In one embodiment of the present invention, a method of manufacturing a domed-shaped part comprises the steps of providing a domed-shaped blank having an outer surface proximate a desired shape and size, and machining the outer surface to conform the outer surface to the desired shape and size. Preferably, the step of machining the outer surface comprises the steps of positioning the domed-shaped blank on a table of a milling machine having a pivotable cutting tool, sweeping the cutting tool through an arc defined by a profile of the desired shape of the outer surface, and incrementally rotating the domed-shaped blank. This is repeated until an entirety of the outer surface has been machined to conform to the desired shape and size.
The method of the present invention may be utilized to manufacture a variety of different domed-shaped parts. In an embodiment wherein the desired shape is a smooth dome, the step of sweeping comprises sweeping the cutting tool through a constant arc at a distance relative to the dome-shaped blank to form a smooth dome of uniform wall thickness. For domes having reinforcing bands positioned about the outer surface, the step of sweeping comprises sweeping the cutting tool through an arc at a variable distance relative to the dome-shaped blank to form a dome with the reinforcing bands. When a flange at a base of the dome-shaped part is desired, the step of sweeping includes varying the distance relative to the dome-shaped blank in a step fashion to form the flange.
In one embodiment the step of providing a domed-shaped blank comprises the step of forming a metal sheet over a domed-shaped fixture. In an alternate embodiment, the method includes the step of machining an inner surface of the domed-shaped blank to form an isogrid structure.
In an alternate embodiment of the method of the present invention, the method of manufacturing a domed-shaped part comprises the steps of forming a flat metal sheet over a domed-shaped fixture to form a domed-shaped blank having an inner surface conforming to a size and shape of the domed-shaped fixture and having an outer surface proximate a desired shape and size of the domed-shaped part. After this step, the method provides for machining the outer surface of the domed-shaped blank to conform the outer surface to the desired shape and size of the domed-shaped part, and machining the inner surface of the domed-shaped blank to conform the inner surface to the desired shape and size of the domed-shaped part.

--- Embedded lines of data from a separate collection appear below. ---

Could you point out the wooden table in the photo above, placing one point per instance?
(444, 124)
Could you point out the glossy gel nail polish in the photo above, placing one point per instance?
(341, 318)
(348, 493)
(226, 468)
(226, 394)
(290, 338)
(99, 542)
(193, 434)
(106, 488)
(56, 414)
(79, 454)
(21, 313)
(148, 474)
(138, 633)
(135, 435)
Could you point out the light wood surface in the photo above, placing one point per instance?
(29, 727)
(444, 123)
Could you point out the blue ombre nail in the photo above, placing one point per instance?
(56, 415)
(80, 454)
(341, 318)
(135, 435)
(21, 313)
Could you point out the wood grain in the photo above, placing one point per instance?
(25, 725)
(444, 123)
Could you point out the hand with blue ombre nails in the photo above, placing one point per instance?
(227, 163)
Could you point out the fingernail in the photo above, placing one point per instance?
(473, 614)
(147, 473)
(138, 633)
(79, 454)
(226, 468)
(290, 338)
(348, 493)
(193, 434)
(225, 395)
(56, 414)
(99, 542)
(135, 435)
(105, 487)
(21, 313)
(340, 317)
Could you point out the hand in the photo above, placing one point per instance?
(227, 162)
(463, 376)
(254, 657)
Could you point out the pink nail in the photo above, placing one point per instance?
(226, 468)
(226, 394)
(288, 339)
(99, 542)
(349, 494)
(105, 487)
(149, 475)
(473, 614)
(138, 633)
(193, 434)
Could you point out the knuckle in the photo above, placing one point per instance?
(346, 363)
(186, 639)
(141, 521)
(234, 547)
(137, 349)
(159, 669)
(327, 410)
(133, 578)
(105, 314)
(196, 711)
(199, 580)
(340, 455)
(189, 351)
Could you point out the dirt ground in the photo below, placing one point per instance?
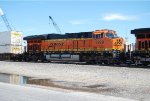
(133, 83)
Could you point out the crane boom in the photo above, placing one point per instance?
(55, 25)
(5, 20)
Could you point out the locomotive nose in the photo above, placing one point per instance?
(118, 42)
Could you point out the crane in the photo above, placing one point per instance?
(5, 20)
(55, 25)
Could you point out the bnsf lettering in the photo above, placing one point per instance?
(56, 44)
(100, 42)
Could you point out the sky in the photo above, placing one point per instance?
(31, 17)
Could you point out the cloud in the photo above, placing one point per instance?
(115, 16)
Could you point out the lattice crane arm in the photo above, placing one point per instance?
(5, 20)
(55, 25)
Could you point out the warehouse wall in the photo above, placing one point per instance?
(11, 42)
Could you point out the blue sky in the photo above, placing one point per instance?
(31, 17)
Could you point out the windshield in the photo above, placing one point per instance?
(110, 35)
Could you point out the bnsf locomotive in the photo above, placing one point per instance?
(96, 46)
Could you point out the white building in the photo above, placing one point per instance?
(11, 42)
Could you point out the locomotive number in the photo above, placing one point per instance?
(55, 44)
(118, 42)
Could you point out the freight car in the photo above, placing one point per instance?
(92, 47)
(142, 53)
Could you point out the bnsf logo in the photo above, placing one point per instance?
(56, 44)
(118, 42)
(99, 41)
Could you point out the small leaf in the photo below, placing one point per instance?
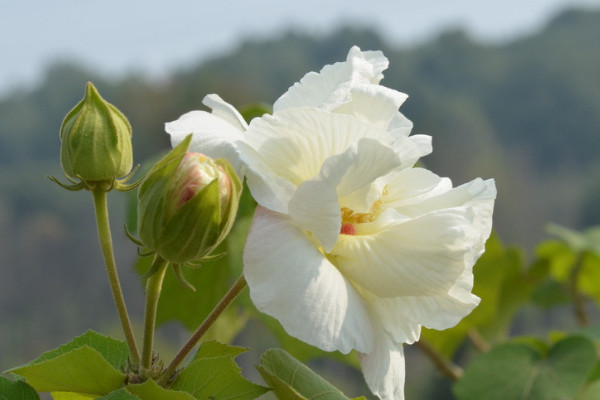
(150, 390)
(120, 394)
(591, 391)
(115, 352)
(292, 380)
(72, 396)
(217, 378)
(83, 370)
(520, 371)
(16, 390)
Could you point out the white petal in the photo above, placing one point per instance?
(292, 146)
(224, 110)
(212, 136)
(291, 280)
(475, 198)
(400, 125)
(374, 104)
(408, 188)
(435, 312)
(402, 317)
(384, 369)
(411, 148)
(315, 206)
(331, 87)
(394, 257)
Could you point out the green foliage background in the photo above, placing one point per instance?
(525, 113)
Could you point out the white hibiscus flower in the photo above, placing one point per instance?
(352, 247)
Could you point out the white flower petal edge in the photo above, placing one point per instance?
(384, 368)
(288, 148)
(330, 88)
(351, 87)
(315, 206)
(214, 134)
(291, 280)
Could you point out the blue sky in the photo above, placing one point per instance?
(154, 37)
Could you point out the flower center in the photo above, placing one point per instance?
(350, 218)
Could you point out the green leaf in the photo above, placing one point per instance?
(292, 380)
(115, 352)
(150, 390)
(578, 242)
(214, 349)
(120, 394)
(83, 370)
(214, 374)
(551, 293)
(16, 390)
(72, 396)
(591, 391)
(520, 371)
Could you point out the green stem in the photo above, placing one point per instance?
(153, 289)
(104, 236)
(577, 296)
(233, 292)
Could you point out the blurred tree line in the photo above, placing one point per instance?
(526, 113)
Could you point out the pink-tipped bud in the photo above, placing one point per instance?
(187, 205)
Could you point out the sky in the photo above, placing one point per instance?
(154, 37)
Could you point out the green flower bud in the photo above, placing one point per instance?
(95, 141)
(187, 205)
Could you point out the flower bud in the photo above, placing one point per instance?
(187, 205)
(95, 140)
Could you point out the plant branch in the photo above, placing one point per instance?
(153, 290)
(104, 236)
(227, 299)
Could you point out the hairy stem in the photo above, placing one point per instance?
(104, 236)
(446, 367)
(233, 292)
(153, 289)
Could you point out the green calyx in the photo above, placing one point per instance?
(183, 216)
(96, 144)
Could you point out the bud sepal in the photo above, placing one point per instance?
(187, 205)
(96, 150)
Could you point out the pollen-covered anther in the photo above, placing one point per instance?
(347, 229)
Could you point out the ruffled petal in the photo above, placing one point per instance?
(220, 108)
(406, 189)
(292, 145)
(374, 104)
(475, 198)
(213, 134)
(315, 206)
(291, 280)
(331, 87)
(396, 256)
(384, 369)
(436, 312)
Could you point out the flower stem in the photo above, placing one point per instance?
(153, 289)
(104, 236)
(233, 292)
(446, 367)
(576, 295)
(478, 341)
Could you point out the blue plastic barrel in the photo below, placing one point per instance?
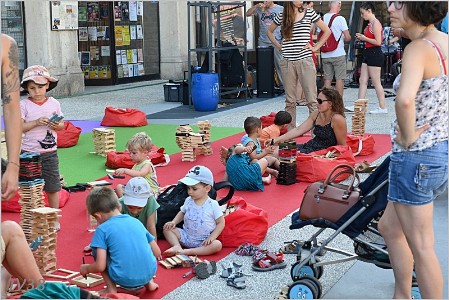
(205, 91)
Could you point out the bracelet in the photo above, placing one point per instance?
(14, 163)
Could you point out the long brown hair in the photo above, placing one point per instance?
(334, 96)
(288, 20)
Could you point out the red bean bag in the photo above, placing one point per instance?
(124, 117)
(69, 136)
(14, 206)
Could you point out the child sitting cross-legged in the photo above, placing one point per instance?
(124, 251)
(202, 216)
(140, 203)
(139, 146)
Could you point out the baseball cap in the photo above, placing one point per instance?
(198, 174)
(137, 192)
(39, 75)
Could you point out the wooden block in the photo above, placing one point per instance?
(69, 274)
(91, 280)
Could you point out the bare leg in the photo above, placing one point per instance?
(119, 190)
(111, 286)
(374, 74)
(399, 252)
(363, 81)
(212, 248)
(19, 260)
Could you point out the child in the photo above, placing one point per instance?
(245, 174)
(124, 251)
(39, 132)
(140, 203)
(203, 218)
(281, 122)
(139, 146)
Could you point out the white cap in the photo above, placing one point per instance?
(137, 192)
(198, 174)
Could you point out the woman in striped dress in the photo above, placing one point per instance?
(297, 63)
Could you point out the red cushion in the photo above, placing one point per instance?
(14, 206)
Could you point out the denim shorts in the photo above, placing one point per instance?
(418, 177)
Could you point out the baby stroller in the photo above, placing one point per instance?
(359, 223)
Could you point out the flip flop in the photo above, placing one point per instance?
(204, 269)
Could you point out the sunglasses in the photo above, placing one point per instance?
(397, 4)
(320, 101)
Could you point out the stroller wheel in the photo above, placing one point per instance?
(302, 289)
(315, 283)
(297, 273)
(416, 294)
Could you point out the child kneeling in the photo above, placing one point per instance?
(202, 216)
(124, 251)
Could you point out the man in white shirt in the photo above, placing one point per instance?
(334, 62)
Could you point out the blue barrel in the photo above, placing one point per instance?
(205, 91)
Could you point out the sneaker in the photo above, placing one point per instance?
(379, 111)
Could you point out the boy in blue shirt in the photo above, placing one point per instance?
(124, 251)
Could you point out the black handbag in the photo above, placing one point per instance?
(173, 198)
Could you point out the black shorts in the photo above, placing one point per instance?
(374, 57)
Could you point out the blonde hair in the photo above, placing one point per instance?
(140, 141)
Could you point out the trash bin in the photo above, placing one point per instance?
(205, 91)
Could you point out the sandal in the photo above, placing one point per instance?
(292, 247)
(204, 269)
(270, 261)
(236, 280)
(246, 249)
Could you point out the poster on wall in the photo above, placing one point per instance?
(64, 15)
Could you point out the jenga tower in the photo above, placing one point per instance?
(43, 225)
(104, 140)
(359, 117)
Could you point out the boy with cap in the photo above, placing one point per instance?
(40, 129)
(124, 251)
(140, 203)
(202, 216)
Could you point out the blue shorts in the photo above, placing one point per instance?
(418, 177)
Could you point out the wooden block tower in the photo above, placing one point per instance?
(359, 117)
(104, 140)
(43, 221)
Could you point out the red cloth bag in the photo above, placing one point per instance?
(361, 145)
(115, 160)
(69, 136)
(124, 117)
(247, 223)
(13, 204)
(313, 167)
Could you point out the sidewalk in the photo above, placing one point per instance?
(344, 281)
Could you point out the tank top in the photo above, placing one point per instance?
(431, 108)
(369, 33)
(323, 137)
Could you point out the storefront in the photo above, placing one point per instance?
(116, 45)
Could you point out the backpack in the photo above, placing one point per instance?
(331, 44)
(173, 198)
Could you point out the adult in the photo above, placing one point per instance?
(327, 123)
(297, 63)
(418, 167)
(374, 58)
(266, 11)
(334, 62)
(11, 113)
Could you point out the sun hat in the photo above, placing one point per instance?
(198, 174)
(137, 192)
(39, 75)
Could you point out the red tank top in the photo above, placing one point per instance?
(369, 33)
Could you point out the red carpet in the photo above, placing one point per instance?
(74, 236)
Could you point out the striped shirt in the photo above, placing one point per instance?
(294, 49)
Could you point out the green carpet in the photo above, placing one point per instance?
(78, 165)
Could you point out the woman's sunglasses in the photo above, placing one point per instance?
(320, 101)
(397, 4)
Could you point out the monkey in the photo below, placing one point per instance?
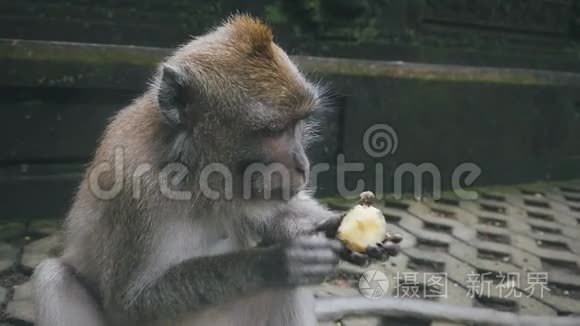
(178, 246)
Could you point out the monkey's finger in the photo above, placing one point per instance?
(390, 248)
(394, 237)
(311, 243)
(376, 252)
(315, 256)
(355, 258)
(330, 225)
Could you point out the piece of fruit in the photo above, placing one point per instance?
(363, 226)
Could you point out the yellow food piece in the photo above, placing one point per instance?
(362, 226)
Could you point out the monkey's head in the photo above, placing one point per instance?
(241, 103)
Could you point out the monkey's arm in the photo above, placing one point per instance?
(212, 280)
(300, 216)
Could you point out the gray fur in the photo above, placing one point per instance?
(151, 260)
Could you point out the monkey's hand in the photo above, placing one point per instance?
(306, 260)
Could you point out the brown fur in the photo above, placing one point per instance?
(140, 254)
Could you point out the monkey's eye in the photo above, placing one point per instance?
(273, 131)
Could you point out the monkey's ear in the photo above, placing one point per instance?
(173, 96)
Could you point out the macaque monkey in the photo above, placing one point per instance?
(153, 255)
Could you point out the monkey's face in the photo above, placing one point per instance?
(272, 164)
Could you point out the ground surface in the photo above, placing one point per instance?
(513, 249)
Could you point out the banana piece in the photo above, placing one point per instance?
(364, 225)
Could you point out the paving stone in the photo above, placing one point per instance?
(512, 231)
(37, 251)
(361, 321)
(21, 306)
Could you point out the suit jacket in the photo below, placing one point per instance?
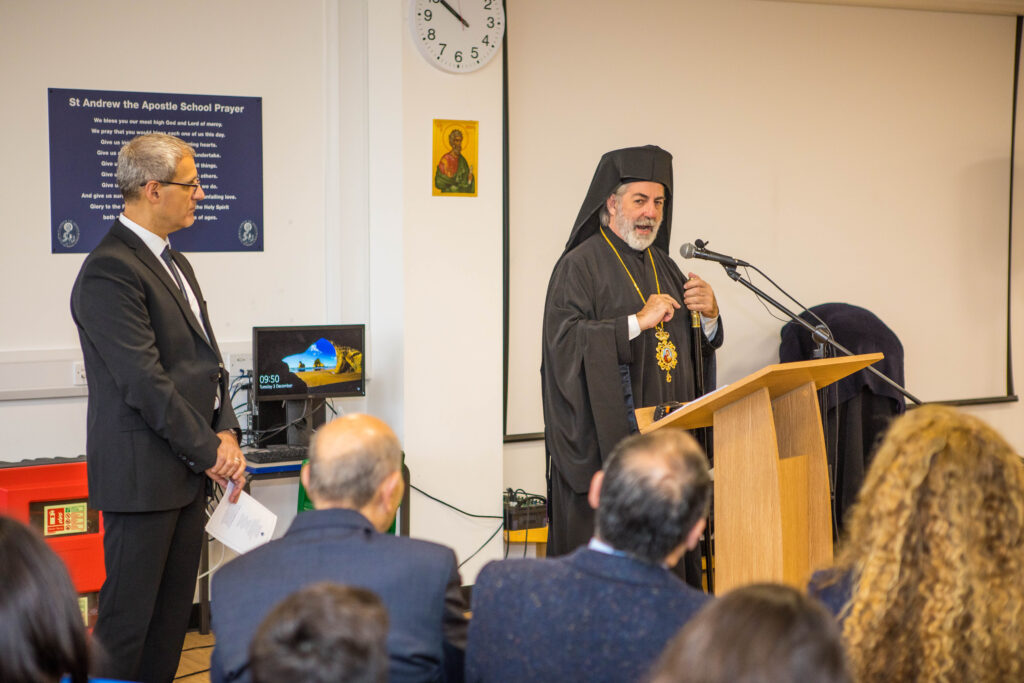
(153, 376)
(417, 581)
(584, 616)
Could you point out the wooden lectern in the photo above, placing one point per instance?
(772, 519)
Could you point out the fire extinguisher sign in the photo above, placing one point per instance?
(66, 518)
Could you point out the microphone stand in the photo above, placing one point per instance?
(698, 384)
(820, 334)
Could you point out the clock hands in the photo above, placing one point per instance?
(455, 13)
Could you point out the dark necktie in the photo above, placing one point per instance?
(166, 255)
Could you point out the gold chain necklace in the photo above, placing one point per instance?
(665, 353)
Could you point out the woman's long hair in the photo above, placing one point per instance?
(936, 555)
(42, 635)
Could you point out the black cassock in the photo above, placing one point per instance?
(593, 376)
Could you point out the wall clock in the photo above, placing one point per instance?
(457, 36)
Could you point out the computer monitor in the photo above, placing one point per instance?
(295, 370)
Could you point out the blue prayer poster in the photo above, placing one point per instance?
(87, 129)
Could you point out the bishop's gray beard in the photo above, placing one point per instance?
(628, 229)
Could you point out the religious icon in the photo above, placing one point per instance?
(455, 158)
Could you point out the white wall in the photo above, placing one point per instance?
(453, 270)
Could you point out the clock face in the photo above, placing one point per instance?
(457, 36)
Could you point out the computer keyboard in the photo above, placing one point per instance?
(275, 453)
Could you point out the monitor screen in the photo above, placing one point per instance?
(314, 361)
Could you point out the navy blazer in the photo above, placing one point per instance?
(584, 616)
(154, 372)
(417, 581)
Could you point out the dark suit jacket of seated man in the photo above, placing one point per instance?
(605, 611)
(354, 481)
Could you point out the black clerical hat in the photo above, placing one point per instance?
(628, 165)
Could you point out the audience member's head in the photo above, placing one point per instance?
(652, 496)
(325, 633)
(935, 555)
(355, 463)
(42, 634)
(765, 633)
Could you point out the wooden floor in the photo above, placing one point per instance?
(195, 664)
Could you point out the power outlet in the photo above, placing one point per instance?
(239, 364)
(78, 373)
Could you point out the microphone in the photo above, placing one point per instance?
(690, 251)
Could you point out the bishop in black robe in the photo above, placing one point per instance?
(593, 375)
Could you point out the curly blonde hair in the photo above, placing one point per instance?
(936, 555)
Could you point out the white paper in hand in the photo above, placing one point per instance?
(241, 525)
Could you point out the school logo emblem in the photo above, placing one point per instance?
(68, 233)
(248, 232)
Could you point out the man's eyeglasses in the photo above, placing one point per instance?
(194, 185)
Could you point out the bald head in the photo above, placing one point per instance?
(349, 459)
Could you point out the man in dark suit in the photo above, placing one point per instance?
(605, 611)
(160, 426)
(354, 481)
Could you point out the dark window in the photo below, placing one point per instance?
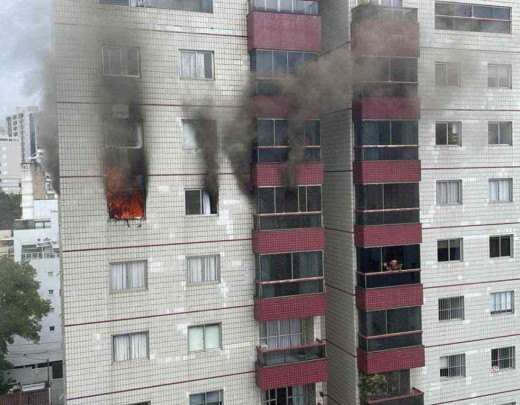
(449, 250)
(207, 398)
(451, 308)
(500, 133)
(501, 246)
(503, 358)
(200, 202)
(472, 17)
(448, 133)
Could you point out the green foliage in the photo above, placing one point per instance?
(21, 308)
(9, 209)
(371, 385)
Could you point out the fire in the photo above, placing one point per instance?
(125, 194)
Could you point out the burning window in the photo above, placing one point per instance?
(125, 169)
(199, 202)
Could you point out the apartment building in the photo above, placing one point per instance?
(182, 285)
(421, 202)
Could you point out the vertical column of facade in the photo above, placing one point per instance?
(386, 174)
(288, 238)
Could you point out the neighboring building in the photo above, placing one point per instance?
(174, 295)
(10, 163)
(161, 303)
(421, 203)
(23, 125)
(36, 241)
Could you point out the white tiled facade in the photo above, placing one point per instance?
(474, 162)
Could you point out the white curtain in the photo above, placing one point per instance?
(212, 337)
(118, 276)
(196, 339)
(206, 203)
(121, 347)
(139, 346)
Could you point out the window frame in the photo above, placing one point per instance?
(128, 290)
(197, 51)
(451, 308)
(204, 326)
(124, 65)
(218, 270)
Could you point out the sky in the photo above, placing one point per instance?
(25, 32)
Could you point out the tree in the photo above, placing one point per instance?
(21, 309)
(9, 209)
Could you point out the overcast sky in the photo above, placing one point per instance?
(25, 34)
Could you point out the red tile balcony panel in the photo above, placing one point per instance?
(272, 174)
(387, 235)
(292, 32)
(387, 108)
(292, 373)
(377, 299)
(387, 171)
(293, 307)
(390, 360)
(377, 37)
(290, 240)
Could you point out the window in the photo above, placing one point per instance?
(449, 192)
(121, 61)
(203, 269)
(197, 65)
(501, 246)
(204, 338)
(448, 133)
(453, 366)
(207, 398)
(199, 202)
(133, 346)
(447, 74)
(449, 250)
(287, 6)
(472, 17)
(503, 358)
(499, 76)
(203, 6)
(451, 308)
(501, 190)
(280, 334)
(502, 302)
(128, 275)
(500, 133)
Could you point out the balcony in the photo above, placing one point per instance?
(294, 32)
(387, 235)
(388, 171)
(386, 108)
(390, 360)
(408, 294)
(273, 174)
(414, 397)
(301, 365)
(385, 31)
(296, 299)
(293, 240)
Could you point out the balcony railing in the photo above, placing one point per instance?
(288, 221)
(414, 397)
(373, 11)
(386, 217)
(388, 278)
(284, 288)
(393, 341)
(275, 357)
(387, 152)
(280, 154)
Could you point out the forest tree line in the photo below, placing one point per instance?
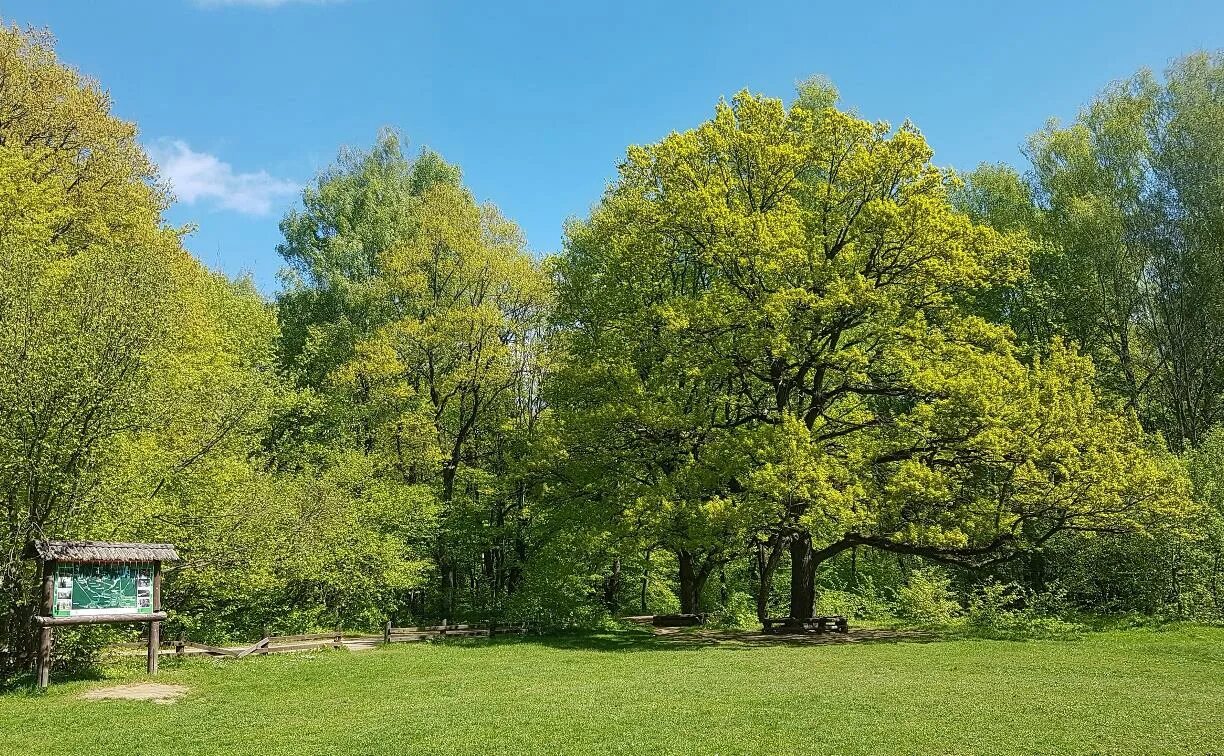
(786, 365)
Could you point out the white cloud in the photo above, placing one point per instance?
(198, 176)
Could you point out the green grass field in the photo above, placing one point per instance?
(1135, 691)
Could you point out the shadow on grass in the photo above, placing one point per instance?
(688, 639)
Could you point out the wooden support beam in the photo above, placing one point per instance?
(154, 626)
(44, 630)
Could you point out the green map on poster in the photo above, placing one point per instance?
(104, 586)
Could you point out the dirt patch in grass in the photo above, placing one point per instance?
(157, 693)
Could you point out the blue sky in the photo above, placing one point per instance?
(245, 100)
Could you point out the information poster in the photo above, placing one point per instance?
(103, 589)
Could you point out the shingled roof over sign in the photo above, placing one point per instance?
(100, 551)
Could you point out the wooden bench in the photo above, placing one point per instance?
(834, 623)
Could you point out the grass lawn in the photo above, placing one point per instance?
(1135, 691)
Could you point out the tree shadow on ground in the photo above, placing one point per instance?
(688, 639)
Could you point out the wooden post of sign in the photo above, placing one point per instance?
(44, 631)
(156, 628)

In one embodiment of this method, the step of machining the outer surface comprises the steps of positioning the domed-shaped blank on a table of a milling machine having a cutting tool, sweeping the cutting tool through an arc defined by a profile of the desired shape of the outer surface, and incrementally rotating the domed-shaped blank. This is repeated until an entirety of the outer surface has been machined to conform to the desired shape and size of the domed-shaped part. In a further embodiment, the step of sweeping comprises sweeping the cutting tool through the arc at a first position to machine the outer surface to a first wall thickness to form areas of thin-walled dome structure, and at a second position to machine the outer surface to a second wall thickness to form reinforcing bands separated by the areas of thin-walled dome structure. In yet another embodiment, the step of machining the inner surface comprises the step of machining an isogrid structure.